La cardiomiopatia Takotsubo, detta anche cardiomiopatia da stress o sindrome del cuore infranto,  è una sindrome (insieme di segni e sintomi) caratterizzata da disfunzione sistolica regionale acuta del ventricolo sinistro, spesso correlata a stress psicofisico acuto. Colpisce soprattutto le donne, con un rapporto tra femmine e maschi variabile da 6 a 12:1; soprattutto dopo i 55 anni di età. Essa simula perfettamente il quadro clinico dell‘infarto miocardico acuto: dolore precordiale, alterazioni dell’elettrocardiogramma come ischemia cardiaca e lieve aumento degli indici ematici di miocardionecrosi. Tuttavia le coronarie di questi soggetti (le arteriole che nutrono il cuore, occluse in caso di infarto) sono pervie e funzionanti. Tende in genere ad autorisolversi, tuttavia si può complicare con lo shock cardiogeno, l’arresto cardiaco e la rottura del miocardio.

takotsubo
Fonte: giornaledicardiologia.it

Il quadro clinico

Come già detto, la cardiopatia Takotsubo insorge con gli stessi segni e sintomi dell’infarto miocardico acuto (IMA):

  • dolore precordiale:  i soggetti avvertono un dolore al centro del petto (precordio), che non varia con la posizione e non è correlato alla respirazione;
  • alterazioni dell’elettrocardiogramma (ECG): l’elettrocardiogramma di questi pazienti è alterato nel tratto ST, ovvero nella fase di ripolarizzazione (come avviene in caso di ischemia cardiaca);
  • aumento degli indici ematici di miocardionecrosi: quando le cellule del cuore (miocardiociti) vengono danneggiate rilasciano in circolo alcune proteine specifiche (troponina) nel circolo sanguigno;
  • disfunzione sistolica: all’ecocardiografia (ecografia del cuore) si può vedere come il cuore sia in sofferenza e alcune aree di esso si muovano male (nella forma tipica di Takotsubo è l’apice ad essere ipocinetico).
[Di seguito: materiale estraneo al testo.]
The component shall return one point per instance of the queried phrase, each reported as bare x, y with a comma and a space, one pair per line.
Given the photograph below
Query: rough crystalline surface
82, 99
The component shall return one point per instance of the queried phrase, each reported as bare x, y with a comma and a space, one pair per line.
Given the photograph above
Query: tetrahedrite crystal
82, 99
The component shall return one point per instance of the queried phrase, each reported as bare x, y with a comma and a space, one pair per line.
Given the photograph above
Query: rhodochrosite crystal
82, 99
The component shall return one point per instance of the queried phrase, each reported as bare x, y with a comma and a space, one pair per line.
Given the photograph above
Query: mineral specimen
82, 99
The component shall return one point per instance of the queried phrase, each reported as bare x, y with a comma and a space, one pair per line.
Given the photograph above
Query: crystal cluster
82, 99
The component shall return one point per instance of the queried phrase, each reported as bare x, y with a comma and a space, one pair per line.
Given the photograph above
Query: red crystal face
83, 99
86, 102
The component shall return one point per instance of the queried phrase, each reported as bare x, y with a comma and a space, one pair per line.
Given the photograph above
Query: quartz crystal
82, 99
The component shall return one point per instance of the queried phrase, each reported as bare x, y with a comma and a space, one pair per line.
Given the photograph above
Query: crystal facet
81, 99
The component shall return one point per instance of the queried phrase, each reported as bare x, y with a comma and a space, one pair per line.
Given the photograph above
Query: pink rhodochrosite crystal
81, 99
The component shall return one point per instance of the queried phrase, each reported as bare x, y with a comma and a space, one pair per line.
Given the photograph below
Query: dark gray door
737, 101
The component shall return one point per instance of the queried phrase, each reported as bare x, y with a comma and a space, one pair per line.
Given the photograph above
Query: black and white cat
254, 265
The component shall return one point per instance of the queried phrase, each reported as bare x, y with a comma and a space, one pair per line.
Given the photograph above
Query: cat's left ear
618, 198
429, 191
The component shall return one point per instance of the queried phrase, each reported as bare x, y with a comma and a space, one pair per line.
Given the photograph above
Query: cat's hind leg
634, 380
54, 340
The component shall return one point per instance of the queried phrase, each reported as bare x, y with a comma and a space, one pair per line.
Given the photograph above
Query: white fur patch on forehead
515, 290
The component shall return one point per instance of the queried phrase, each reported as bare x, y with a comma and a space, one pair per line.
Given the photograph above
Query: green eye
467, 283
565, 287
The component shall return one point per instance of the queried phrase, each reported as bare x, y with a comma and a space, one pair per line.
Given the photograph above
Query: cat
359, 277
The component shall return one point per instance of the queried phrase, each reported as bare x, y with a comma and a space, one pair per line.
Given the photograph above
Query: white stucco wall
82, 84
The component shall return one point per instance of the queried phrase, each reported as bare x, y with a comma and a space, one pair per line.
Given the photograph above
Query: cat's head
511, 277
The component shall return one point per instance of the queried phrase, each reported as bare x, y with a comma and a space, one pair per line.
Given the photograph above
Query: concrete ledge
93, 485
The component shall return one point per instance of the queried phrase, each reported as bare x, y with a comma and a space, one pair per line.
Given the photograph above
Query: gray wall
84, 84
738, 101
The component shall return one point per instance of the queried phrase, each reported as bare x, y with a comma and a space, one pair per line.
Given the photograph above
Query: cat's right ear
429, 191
La differenza tra infarto e Takotsubo viene riscontrata alla coronarografia. Grazie a questo esame (invasivo) si può studiare il circolo coronarico inserendo un catetere in un’arteria principale e raggiungendo le coronarie, visibili mediante un mezzo di contrasto iodato e un acceleratore lineare. Le coronarie dei soggetti infartuati sono malate, con occlusioni più o meno gravi che determinano l’insorgere dell’infarto; nelle persone con Takotsubo invece sono pervie e sane.




Le cause

Come già evidenziato, non si conoscono le specifiche cause della malattia. Tuttavia sono state formulate alcune ipotesi sulla base delle 3 principali caratteristiche della Takotsubo:

  • Interessa donne anziane: le più colpite sono le donne in fase post-menopausa, rari i casi in donne più giovani o negli uomini;
  • Viene scatenata da un forte stress psicofisico: nei 2/3 dei casi un intenso stress emotivo (incidente automobilistico, grave lutto, spavento intenso) o fisico (trauma, intervento chirurgico, malattie non cardiache) precede l’esordio;
  • La disfunzione cardiaca è regionale: nella forma classica di Takotsubo è l’apice del cuore a risultare ipocinetico, con compromissione della funzione dello stesso.

L’ipotesi

takotsubo
Fonte: drsvenkatesan.com

L’ipotesi più accreditata vede come causa l’iperstimolazione della corteccia cerebrale dovuta allo stress (sia fisico che psichico). Il cervello risponde attivando il sistema nervoso simpatico (no, non fa ridere) e portando ad un’ipersecrezione di catecolamine (come adrenalina e noradrenalina). Questa tempesta di catecolamine risulta tossica per il cuore, in quanto provoca:

  • spasmo del microcircolo: se i vasi coronarici si riducono di calibro al cuore giunge meno sangue (-ossigeno=danno);
  • danno miocardico direttole catecolamine provocano danni ai miociti;
  • disordini metabolici: sembra che a causa delle catecolamine si assiste ad un’alterazione del metabolismo del glucosio (zucchero fondamentale per il metabolismo cellulare). In uno studio con tomografia ad emissione di positroni (PET), gli scienziati hanno osservato come la captazione di F-18 fluorodesossiglucosio (FDG) era severamente ridotta a livello dell’apice del cuore.

La disfunzione regionale, oltre che per l’alterato metabolismo del glucosio, potrebbe essere inoltre legata alla presenza di un maggior numero di terminazioni simpatiche per le catecolamine a livello dell’apice. La maggiore incidenza nelle donne in fase post-menopausale potrebbe essere correlata al calo di ormoni estrogeni, il quale partecipa alla disfunzione dei vasi sanguigni.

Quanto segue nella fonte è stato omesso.